I do not think most conservatives (unless they really are Randian to the core) want to forsake true “compassionate conservatism”—just its current manifestation in political circles. How, then, does one exercise philanthropic sentiment properly?
The key, according to Schambra, is personal caritas (love). He writes,
loving personal concern is at the heart of charity traditionally understood. It can only be practiced immediately and concretely, within the small, face-to-face communities that Tocqueville understood to be essential to American self-government. There, the seemingly minor and parochial concerns of everyday citizens are taken seriously and treated with respect, rather than being dismissed as insufficiently self-conscious emanations of deeper problems that only the philanthropic experts can grasp.
One could say this is the localism movement’s compassionate conservatism. It is based in present needs, rather than remote philanthropic endeavors. It seeks to love one’s neighbor, and not to “fix” him.
Does this mean true conservatives shouldn’t get involved in global crises? It might depend on the person and situation. The concerns of Coptic Christians in Egypt are of immense and immediate concern to me, because I consider them my brothers and sisters in Christ. Do I believe all secular American should intervene on their behalf? No—it is not their responsibility as it is mine. But Schambra is right: perhaps we should first focus where we are planted, and then slowly, thoughtfully spread from there.
It is sad that the Republican Party, a political group filled with religious folk, often shows callousness toward the impoverished—either by refusing to help them, or by offering only conditional charity. The Christian faith is filled with instructions to unconditionally love and help the unfortunate. Consider this passage from Isaiah 58, in which God rebukes the nation of Israel for being “religious” by fasting, but neglecting the poor:
Is this not the fast that I have chosen: to loose the bonds of wickedness, to undo the heavy burdens, to let the oppressed go free, and that you break every yoke? Is it not to share your bread with the hungry, and that you bring to your house the poor who are cast out; when you see the naked, that you cover him, and not hide yourself from your own flesh? Then your light shall break forth like the morning, your healing shall spring forth speedily, and your righteousness shall go before you; the glory of the Lord shall be your rear guard. Then you shall call, and the Lord will answer; you shall cry, and He will say, ‘Here I am.’ … If you extend your soul to the hungry and satisfy the afflicted soul, then your light shall dawn in the darkness, and your darkness shall be as the noonday.
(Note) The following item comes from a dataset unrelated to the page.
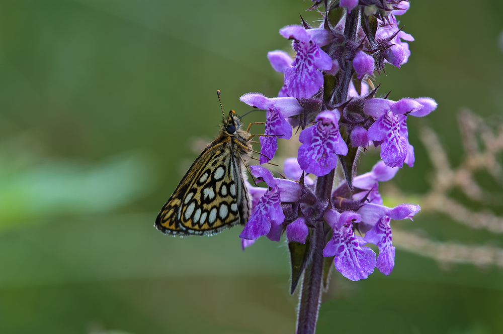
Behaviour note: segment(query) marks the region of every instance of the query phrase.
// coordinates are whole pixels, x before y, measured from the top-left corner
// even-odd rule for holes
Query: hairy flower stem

Notice that it doesn’t say, “Only cover the naked or feed the hungry if they aren’t being lazy.” God doesn’t say, “Undo the heavy burdens—unless they really need to work harder.” Neither does he say, “Make sure they show a change of heart or get converted before you help them.” This isn’t a gospel of cutting food stamps. Perhaps it is a gospel in which food stamps never should have been necessary in the first place. If conservatives—especially Christian conservatives—want to say “government should mind its own business,” then perhaps it is time they start minding theirs.